We need three things. First, a planning system that would, on change of use, direct that the uplift in land value be split between the national or local planning authorities — to help meet infrastructure or housing needs — and the current landowner, whose portion would be fair reward for selling the land. The Oxford Civic Society supports land value capture with a 50:50 split.
Second, an amendment of the Land Compensation Act 1961 so that local and central authorities could, where necessary, compulsorily purchase at a price close to the existing value. This would exclude “hope” value — that might at some future time arise if planning permission were given for change of use. The compulsory purchase option reduces the risk of one landowner blocking development by extracting an unreasonable holdout profit from a project entailing multiple plots of land.
The enormous prices of residential land owe much to the exorbitant privileges given to landowners by the 1961 act. This entitled owners to compensation for subsequent planning permission for years following a voluntary sale. In this, the UK is an outlier. In countries such as Germany and the Netherlands, a fairer balance has been struck between the property rights of landowners and those of society. The UK would do well to learn from stellar examples of the use of land value capture for housing and infrastructure projects in cities such as Freiburg, Frankfurt and Rotterdam. Enhancing LVC would be a big step forward in planning towns and cities for the 21st century.
Finally, the government’s fiscal rules should become more growth-friendly, shifting the focus from constraining government debt relative to gross domestic product. Instead, the goal should be to enhance the public sector’s net asset value (assets minus debt) where the market value of land is counted on the asset side of the balance sheet. In the short term, acquisition of land for the public sector funded by debt would then leave the net asset value unchanged. However, planning consent would soon enhance land values owned by the public.
One of the benefits of land value capture is to reduce opposition to new housing — this can come from those who fear, sometimes with good reason, that the lack of sufficient infrastructure will put unacceptable strains on local services. A well-functioning LVC system would guarantee properly funded new infrastructure, encouraging welcoming attitudes to new housing. There is a growing acceptance across political parties and certainly among the public that housing and planning markets are not fit for purpose: they are not working for the common good, and are not delivering the reasonable housing expectations of most young people.

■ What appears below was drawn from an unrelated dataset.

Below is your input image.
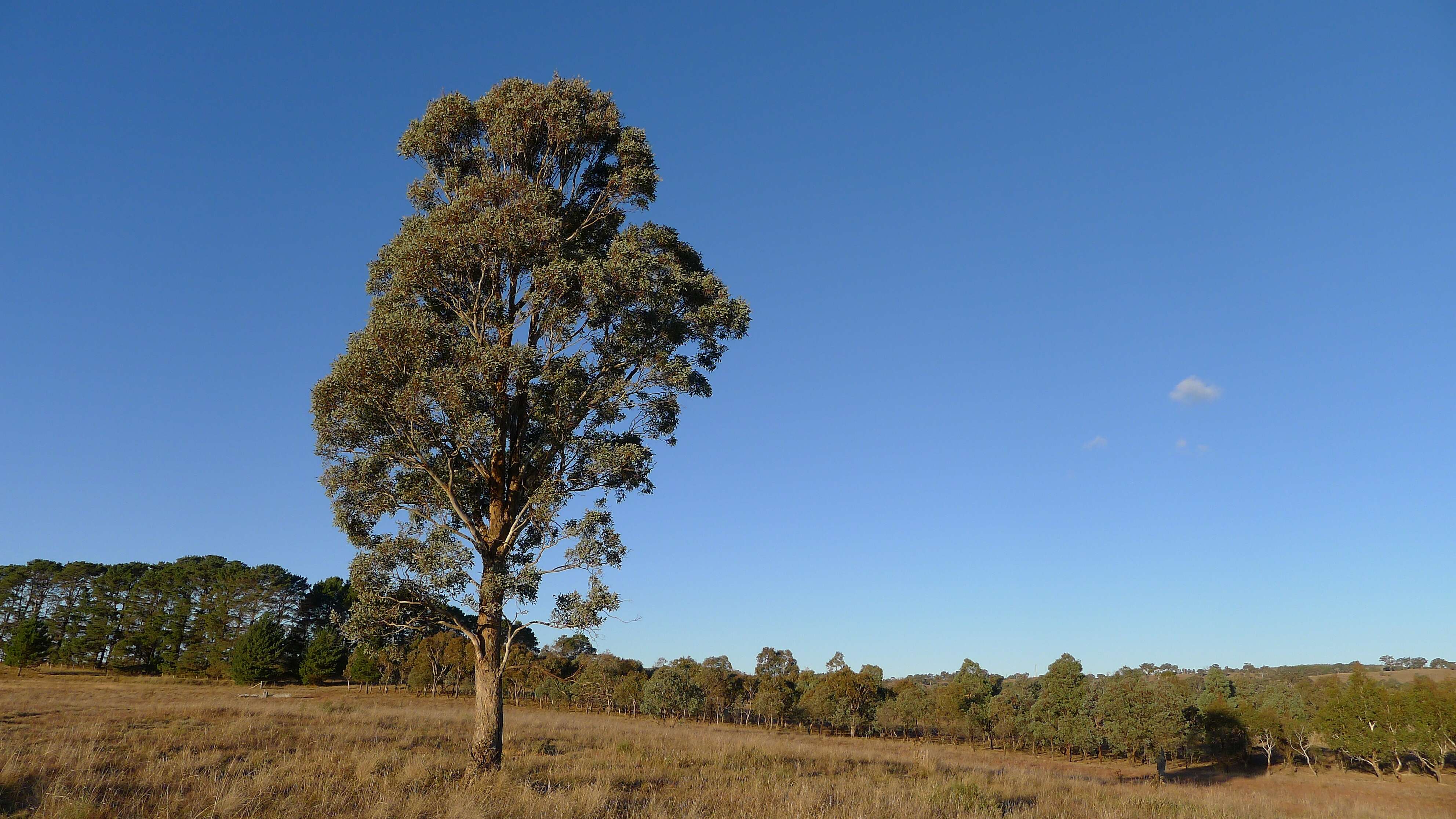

The owners of land in the UK have pocketed too high a proportion of benefits from the investment that others, especially taxpayers, made in infrastructure and other development. The privileges granted by the 1961 act have contributed to the high costs of land in the UK and constrained growth. High land costs are part of the reason for the UK’s housing problems: lack of affordability gives us the highest average commuting times and least well-insulated homes among major northern European economies. All this must change.